A block of mass 10kg pushed by a horizontal force F on a horizontal rough plane moves with an aceleration `5ms^(-2)`. When force is doubled, its acceleration becomes `18ms^(-2)`. The coefficient of friction is (g=10`ms^(-2)`)

To solve the problem, we need to analyze the forces acting on the block and use Newton's second law of motion. Let's break it down step by step. ### Step 1: Identify the known values - Mass of the block, \( m = 10 \, \text{kg} \) - Initial acceleration, \( a_1 = 5 \, \text{m/s}^2 \) - Final acceleration when force is doubled, \( a_2 = 18 \, \text{m/s}^2 \) - Gravitational acceleration, \( g = 10 \, \text{m/s}^2 \) ### Step 2: Calculate the normal force The normal force \( N \) acting on the block is equal to the weight of the block, which is given by: \[ N = mg = 10 \, \text{kg} \times 10 \, \text{m/s}^2 = 100 \, \text{N} \] ### Step 3: Write the equations of motion for both cases 1. **First case (force \( F \) and acceleration \( a_1 \))**: The net force acting on the block can be expressed as: \[ F - f = ma_1 \] where \( f \) is the frictional force.
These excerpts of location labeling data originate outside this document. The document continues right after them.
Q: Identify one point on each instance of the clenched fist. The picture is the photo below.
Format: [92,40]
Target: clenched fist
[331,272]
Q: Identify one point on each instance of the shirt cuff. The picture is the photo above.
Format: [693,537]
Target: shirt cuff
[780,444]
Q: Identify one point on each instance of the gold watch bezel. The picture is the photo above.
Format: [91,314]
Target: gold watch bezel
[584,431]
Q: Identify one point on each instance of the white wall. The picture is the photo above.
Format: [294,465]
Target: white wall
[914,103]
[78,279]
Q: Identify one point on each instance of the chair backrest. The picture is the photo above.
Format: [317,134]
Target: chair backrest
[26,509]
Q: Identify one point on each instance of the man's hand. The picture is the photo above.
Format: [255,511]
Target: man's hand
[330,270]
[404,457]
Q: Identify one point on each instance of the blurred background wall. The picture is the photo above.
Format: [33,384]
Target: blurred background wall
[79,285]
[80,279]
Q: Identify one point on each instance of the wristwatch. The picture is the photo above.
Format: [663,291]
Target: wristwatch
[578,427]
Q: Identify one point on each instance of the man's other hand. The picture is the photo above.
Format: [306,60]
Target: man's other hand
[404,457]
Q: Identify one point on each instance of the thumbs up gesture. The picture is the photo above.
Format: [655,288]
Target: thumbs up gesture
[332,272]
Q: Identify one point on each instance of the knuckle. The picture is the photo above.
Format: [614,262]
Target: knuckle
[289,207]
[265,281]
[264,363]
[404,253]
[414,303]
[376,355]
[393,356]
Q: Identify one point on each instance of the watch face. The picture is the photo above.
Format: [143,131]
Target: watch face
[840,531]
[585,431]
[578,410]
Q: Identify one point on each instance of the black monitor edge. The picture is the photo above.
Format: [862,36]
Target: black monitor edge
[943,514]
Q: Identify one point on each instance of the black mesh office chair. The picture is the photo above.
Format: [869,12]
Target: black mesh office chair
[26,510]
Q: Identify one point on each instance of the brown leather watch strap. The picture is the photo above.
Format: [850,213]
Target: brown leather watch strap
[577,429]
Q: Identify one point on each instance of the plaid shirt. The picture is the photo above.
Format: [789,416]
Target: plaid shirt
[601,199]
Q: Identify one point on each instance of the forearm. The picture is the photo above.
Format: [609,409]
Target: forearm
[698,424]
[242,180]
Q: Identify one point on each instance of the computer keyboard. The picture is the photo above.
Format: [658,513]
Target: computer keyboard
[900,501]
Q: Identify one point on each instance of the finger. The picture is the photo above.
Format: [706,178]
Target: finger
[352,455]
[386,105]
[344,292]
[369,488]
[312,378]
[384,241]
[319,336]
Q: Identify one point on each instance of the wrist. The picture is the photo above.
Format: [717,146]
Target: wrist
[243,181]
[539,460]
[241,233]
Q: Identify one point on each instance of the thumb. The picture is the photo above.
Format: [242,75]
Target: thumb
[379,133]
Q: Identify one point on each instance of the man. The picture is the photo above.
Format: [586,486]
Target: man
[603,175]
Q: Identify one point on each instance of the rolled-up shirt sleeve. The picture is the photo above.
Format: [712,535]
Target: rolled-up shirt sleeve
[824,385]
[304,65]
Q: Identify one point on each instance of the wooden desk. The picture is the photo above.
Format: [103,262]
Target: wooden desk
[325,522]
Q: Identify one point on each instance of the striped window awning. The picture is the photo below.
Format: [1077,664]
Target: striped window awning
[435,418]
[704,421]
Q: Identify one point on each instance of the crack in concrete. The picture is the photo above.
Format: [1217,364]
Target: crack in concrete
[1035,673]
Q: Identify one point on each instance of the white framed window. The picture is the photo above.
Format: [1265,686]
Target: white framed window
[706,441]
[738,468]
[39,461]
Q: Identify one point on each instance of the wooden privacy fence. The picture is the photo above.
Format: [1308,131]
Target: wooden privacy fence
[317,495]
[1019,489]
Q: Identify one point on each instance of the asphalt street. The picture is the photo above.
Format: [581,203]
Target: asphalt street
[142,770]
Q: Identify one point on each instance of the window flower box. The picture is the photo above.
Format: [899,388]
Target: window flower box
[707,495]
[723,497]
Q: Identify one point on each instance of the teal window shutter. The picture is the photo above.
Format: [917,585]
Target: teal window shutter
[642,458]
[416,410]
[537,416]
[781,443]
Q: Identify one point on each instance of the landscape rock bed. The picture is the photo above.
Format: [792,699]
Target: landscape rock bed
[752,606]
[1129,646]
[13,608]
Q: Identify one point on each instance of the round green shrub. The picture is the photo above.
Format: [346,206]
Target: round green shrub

The frictional force can be expressed as: \[ f = \mu N \] Substituting \( N \): \[ F - \mu N = ma_1 \implies F - \mu(100) = 10(5) \implies F - 100\mu = 50 \quad \text{(Equation 1)} \] 2. **Second case (force \( 2F \) and acceleration \( a_2 \))**: The net force in this case is: \[ 2F - f = ma_2 \] Substituting for \( f \): \[ 2F - \mu N = ma_2 \implies 2F - \mu(100) = 10(18) \implies 2F - 100\mu = 180 \quad \text{(Equation 2)} \] ### Step 4: Solve the equations Now we have two equations: 1. \( F - 100\mu = 50 \) (Equation 1) 2. \( 2F - 100\mu = 180 \) (Equation 2) To eliminate \( \mu \), we can subtract Equation 1 from Equation 2: \[ (2F - 100\mu) - (F - 100\mu) = 180 - 50 \] This simplifies to: \[ 2F - F = 130 \implies F = 130 \, \text{N} \] ### Step 5: Substitute \( F \) back to find \( \mu \) Now substitute \( F = 130 \, \text{N} \) back into Equation 1: \[ 130 - 100\mu = 50 \] Rearranging gives: \[ 100\mu = 130 - 50 \implies 100\mu = 80 \implies \mu = 0.8 \] ### Conclusion The coefficient of friction \( \mu \) is: \[ \mu = 0.8 \]